Controlling drawdown means controlling risk. Here are five steps that anyone can implement.
- Use a stop loss. Always, always use a stop loss and never extend the stop loss once the trade is open. Stop losses are the basis of risk control because they limit the risk of each trade.
- Goal positive reward to risk ratios. If the trade cannot make more than the size of the stop loss, I will not take the trade. All of my trades have a reward to risk ratio of at least 1.5:1, which means I want to earn at least 1.5 times more than I’m willing to risk. A positive ratio means I’m not relying on a high win percentage to make money. An excellent real-life example is a self-funded independent trader from Sweden, Kristjan Kullamägi, who turned $4 million into $32 million in 2020 with only a 30% win rate. To achieve these returns, he had very high rewards compared to his risk.
- Have the maximum percentage risk per trade in your account. For example, if the maximum risk per trade is 2%, the size of the stop-loss in dollar terms cannot exceed 2% of the total value of the account. If my account balance is $10,000, the trade cannot cost me more than $200 if they stop me. This means I have to calculate the position size for each trade if my stop loss and Forex pair sizes are different for each trade. For example, a EUR/USD trade with a stop-loss of 50 pips will have a different position size than a GBP/USD trade with a stop-loss of 100 pips. It also means that as my account value goes down, so does the dollar value of my stop losses, which further helps protect my account.
- Ensure maximum drawdown before reducing risk further. The temptation is to increase risk after a losing streak because I want to recoup losses faster, but that’s emotional trading. If I’m experiencing a draw, I’m out of sync with the markets. Before going back to my usual level of risk, I should sync with a lower risk. For example, if my account goes down 10%, I will go down to 1% risk and wait for my account to return to the previous equity value before going back to my normal 2% risk.

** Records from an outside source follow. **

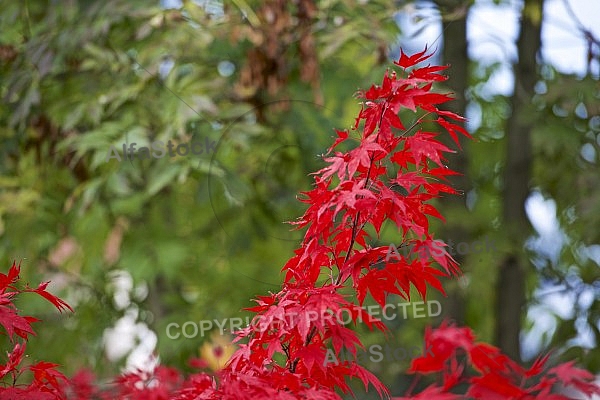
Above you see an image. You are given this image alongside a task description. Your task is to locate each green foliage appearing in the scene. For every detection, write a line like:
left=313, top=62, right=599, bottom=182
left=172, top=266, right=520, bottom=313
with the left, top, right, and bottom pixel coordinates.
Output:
left=0, top=0, right=403, bottom=380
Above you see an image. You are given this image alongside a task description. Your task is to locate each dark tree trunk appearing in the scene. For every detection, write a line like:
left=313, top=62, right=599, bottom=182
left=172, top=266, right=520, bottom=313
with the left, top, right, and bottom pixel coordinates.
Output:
left=495, top=0, right=544, bottom=362
left=432, top=0, right=470, bottom=326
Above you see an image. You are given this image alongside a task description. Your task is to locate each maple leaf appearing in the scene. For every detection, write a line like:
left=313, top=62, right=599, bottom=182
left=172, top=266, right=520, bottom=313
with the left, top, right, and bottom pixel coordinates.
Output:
left=0, top=261, right=20, bottom=293
left=318, top=152, right=348, bottom=181
left=0, top=342, right=26, bottom=380
left=405, top=131, right=454, bottom=168
left=0, top=299, right=36, bottom=341
left=333, top=180, right=377, bottom=218
left=547, top=361, right=600, bottom=397
left=393, top=171, right=428, bottom=191
left=66, top=369, right=98, bottom=399
left=327, top=323, right=362, bottom=359
left=523, top=352, right=550, bottom=378
left=436, top=117, right=473, bottom=148
left=394, top=46, right=432, bottom=69
left=29, top=361, right=67, bottom=391
left=467, top=373, right=529, bottom=399
left=414, top=92, right=454, bottom=108
left=347, top=363, right=389, bottom=398
left=409, top=322, right=474, bottom=375
left=390, top=147, right=415, bottom=169
left=408, top=64, right=449, bottom=82
left=383, top=107, right=405, bottom=131
left=293, top=342, right=327, bottom=373
left=468, top=343, right=512, bottom=374
left=347, top=141, right=386, bottom=178
left=355, top=268, right=402, bottom=306
left=25, top=282, right=74, bottom=313
left=421, top=103, right=466, bottom=122
left=328, top=129, right=349, bottom=153
left=360, top=69, right=395, bottom=101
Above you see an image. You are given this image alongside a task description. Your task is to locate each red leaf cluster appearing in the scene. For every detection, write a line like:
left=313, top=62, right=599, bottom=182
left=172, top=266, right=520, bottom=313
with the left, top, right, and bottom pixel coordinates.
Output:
left=0, top=261, right=69, bottom=398
left=397, top=322, right=600, bottom=399
left=191, top=47, right=471, bottom=399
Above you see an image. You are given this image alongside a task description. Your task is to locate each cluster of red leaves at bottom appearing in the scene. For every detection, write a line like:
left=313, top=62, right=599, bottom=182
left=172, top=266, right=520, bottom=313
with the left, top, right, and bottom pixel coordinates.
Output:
left=1, top=48, right=599, bottom=399
left=2, top=269, right=599, bottom=400
left=396, top=322, right=600, bottom=399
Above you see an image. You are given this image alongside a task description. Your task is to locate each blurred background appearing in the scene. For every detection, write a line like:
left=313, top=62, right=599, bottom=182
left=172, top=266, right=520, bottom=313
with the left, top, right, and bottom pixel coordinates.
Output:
left=0, top=0, right=598, bottom=397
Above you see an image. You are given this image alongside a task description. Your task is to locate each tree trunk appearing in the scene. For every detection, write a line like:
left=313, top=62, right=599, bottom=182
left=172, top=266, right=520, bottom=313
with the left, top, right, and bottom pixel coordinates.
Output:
left=432, top=0, right=470, bottom=326
left=495, top=0, right=544, bottom=362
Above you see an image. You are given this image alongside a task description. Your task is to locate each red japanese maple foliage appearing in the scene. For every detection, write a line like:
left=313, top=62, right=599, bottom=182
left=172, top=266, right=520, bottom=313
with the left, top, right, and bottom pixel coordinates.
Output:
left=0, top=261, right=72, bottom=399
left=1, top=48, right=599, bottom=399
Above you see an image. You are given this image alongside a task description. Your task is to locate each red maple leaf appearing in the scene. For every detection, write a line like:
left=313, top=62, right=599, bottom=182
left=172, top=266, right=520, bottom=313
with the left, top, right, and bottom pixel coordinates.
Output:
left=547, top=361, right=600, bottom=397
left=0, top=262, right=20, bottom=293
left=394, top=46, right=433, bottom=69
left=0, top=299, right=36, bottom=341
left=25, top=282, right=73, bottom=313
left=405, top=131, right=454, bottom=167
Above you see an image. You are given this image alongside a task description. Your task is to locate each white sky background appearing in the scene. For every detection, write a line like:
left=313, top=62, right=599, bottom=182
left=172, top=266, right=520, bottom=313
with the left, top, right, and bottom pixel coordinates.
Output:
left=469, top=0, right=599, bottom=92
left=398, top=0, right=599, bottom=90
left=110, top=0, right=600, bottom=386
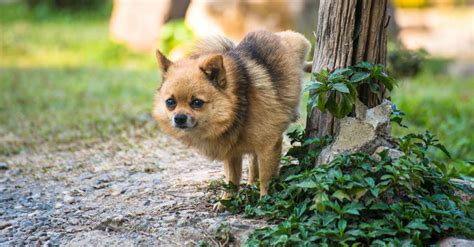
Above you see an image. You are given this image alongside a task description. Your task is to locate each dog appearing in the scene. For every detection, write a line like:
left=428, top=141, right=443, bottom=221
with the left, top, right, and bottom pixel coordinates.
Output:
left=153, top=30, right=310, bottom=210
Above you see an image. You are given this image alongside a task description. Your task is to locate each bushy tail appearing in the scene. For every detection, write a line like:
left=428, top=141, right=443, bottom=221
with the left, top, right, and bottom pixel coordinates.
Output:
left=276, top=30, right=311, bottom=65
left=189, top=35, right=235, bottom=56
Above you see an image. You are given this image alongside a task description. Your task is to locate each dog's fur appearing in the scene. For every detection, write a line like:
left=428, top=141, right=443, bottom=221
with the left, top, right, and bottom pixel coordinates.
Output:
left=153, top=30, right=310, bottom=204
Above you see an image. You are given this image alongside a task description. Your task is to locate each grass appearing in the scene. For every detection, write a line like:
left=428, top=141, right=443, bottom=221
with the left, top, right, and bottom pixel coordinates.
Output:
left=0, top=3, right=159, bottom=155
left=392, top=58, right=474, bottom=175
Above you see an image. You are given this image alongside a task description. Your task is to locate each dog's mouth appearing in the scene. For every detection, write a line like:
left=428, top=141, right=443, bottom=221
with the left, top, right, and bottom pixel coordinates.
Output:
left=172, top=121, right=197, bottom=130
left=175, top=124, right=195, bottom=130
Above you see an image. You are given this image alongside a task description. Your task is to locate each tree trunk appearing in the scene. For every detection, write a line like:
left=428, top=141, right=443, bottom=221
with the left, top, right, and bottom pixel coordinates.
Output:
left=305, top=0, right=389, bottom=139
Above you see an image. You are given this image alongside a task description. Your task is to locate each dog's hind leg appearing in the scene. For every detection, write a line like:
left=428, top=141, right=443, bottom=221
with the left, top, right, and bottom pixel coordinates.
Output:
left=257, top=137, right=283, bottom=196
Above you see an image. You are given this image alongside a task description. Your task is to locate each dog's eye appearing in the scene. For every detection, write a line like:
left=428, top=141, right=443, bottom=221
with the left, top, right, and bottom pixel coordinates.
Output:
left=165, top=98, right=176, bottom=109
left=190, top=99, right=204, bottom=109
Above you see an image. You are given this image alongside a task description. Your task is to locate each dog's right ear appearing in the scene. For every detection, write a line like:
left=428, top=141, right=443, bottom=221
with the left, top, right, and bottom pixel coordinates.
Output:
left=155, top=49, right=172, bottom=73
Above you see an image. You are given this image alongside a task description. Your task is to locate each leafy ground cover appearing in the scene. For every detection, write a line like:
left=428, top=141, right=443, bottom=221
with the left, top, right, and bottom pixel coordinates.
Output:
left=221, top=66, right=474, bottom=245
left=222, top=131, right=473, bottom=245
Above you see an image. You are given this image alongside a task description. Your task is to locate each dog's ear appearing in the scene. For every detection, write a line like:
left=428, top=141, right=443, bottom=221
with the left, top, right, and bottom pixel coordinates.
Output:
left=200, top=54, right=226, bottom=88
left=155, top=49, right=172, bottom=73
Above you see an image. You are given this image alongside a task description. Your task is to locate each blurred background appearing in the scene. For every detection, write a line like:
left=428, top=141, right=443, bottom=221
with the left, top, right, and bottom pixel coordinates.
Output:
left=0, top=0, right=473, bottom=176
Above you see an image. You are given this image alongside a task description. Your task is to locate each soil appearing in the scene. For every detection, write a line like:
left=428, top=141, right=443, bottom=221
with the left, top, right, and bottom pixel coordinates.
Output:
left=0, top=133, right=267, bottom=246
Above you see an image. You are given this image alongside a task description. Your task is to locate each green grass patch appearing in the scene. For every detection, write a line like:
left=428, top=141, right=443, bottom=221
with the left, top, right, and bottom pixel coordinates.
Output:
left=0, top=3, right=159, bottom=155
left=392, top=58, right=474, bottom=175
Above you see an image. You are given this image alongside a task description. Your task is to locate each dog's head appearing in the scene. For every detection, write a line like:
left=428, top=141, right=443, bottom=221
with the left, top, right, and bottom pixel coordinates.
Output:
left=153, top=50, right=235, bottom=139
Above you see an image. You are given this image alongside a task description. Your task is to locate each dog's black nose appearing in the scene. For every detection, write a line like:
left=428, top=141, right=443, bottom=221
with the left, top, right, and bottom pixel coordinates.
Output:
left=174, top=113, right=187, bottom=126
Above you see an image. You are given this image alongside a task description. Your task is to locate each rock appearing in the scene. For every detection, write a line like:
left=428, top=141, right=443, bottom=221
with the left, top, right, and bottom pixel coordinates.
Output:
left=110, top=184, right=126, bottom=196
left=0, top=221, right=13, bottom=230
left=317, top=100, right=396, bottom=165
left=162, top=215, right=177, bottom=223
left=0, top=162, right=8, bottom=170
left=63, top=195, right=75, bottom=204
left=54, top=203, right=63, bottom=209
left=372, top=146, right=404, bottom=161
left=5, top=168, right=21, bottom=176
left=31, top=193, right=41, bottom=199
left=438, top=237, right=474, bottom=247
left=69, top=218, right=80, bottom=225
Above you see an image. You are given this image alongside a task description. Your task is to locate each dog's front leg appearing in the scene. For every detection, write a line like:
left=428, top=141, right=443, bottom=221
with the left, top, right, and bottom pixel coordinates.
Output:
left=248, top=153, right=259, bottom=185
left=257, top=137, right=282, bottom=196
left=213, top=155, right=242, bottom=212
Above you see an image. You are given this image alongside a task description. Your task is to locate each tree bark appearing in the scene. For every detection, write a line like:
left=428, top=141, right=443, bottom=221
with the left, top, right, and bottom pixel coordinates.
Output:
left=305, top=0, right=389, bottom=139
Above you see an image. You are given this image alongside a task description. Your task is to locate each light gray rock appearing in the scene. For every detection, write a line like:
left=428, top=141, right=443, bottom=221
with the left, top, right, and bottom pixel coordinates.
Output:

- Ensure maximum withdrawals before switching to cash. At some point I may be in an area where I can’t stop my account from draining. I want to stop trading and reevaluate before I get to the point where my account is destroyed. For example, if my account drops 30% from its maximum value, I stop trading and examine my method and execution.
Drawdowns will happen to the best traders, so I see them as an inevitable part of trading. That’s okay – there’s no reward without risk. But it is necessary to manage them proactively to balance the drawdown.
Measuring drawdowns is easy and most platforms will easily capture Forex drawdown without the trader having to calculate it manually.
How do I calculate Forex withdrawals?
There are two methods: absolute drawdown, which tracks how much the account falls below the initial deposit, and maximum and relative drawdown, which are peak-to-valley measurements.
How much drawdown is acceptable in Forex?
In general, traders will stop trading if their account drops below 10%-20% of their maximum equity.
What Causes Forex Drawdowns?
A number of losses cause drawdown. This can be due to poor market conditions, emotional trading, poor risk management eg low reward/risk ratio, or poor trading strategy.
What is a good maximum draw?
A good maximum drawdown is generally in the range of 10% to 20% of the maximum equity.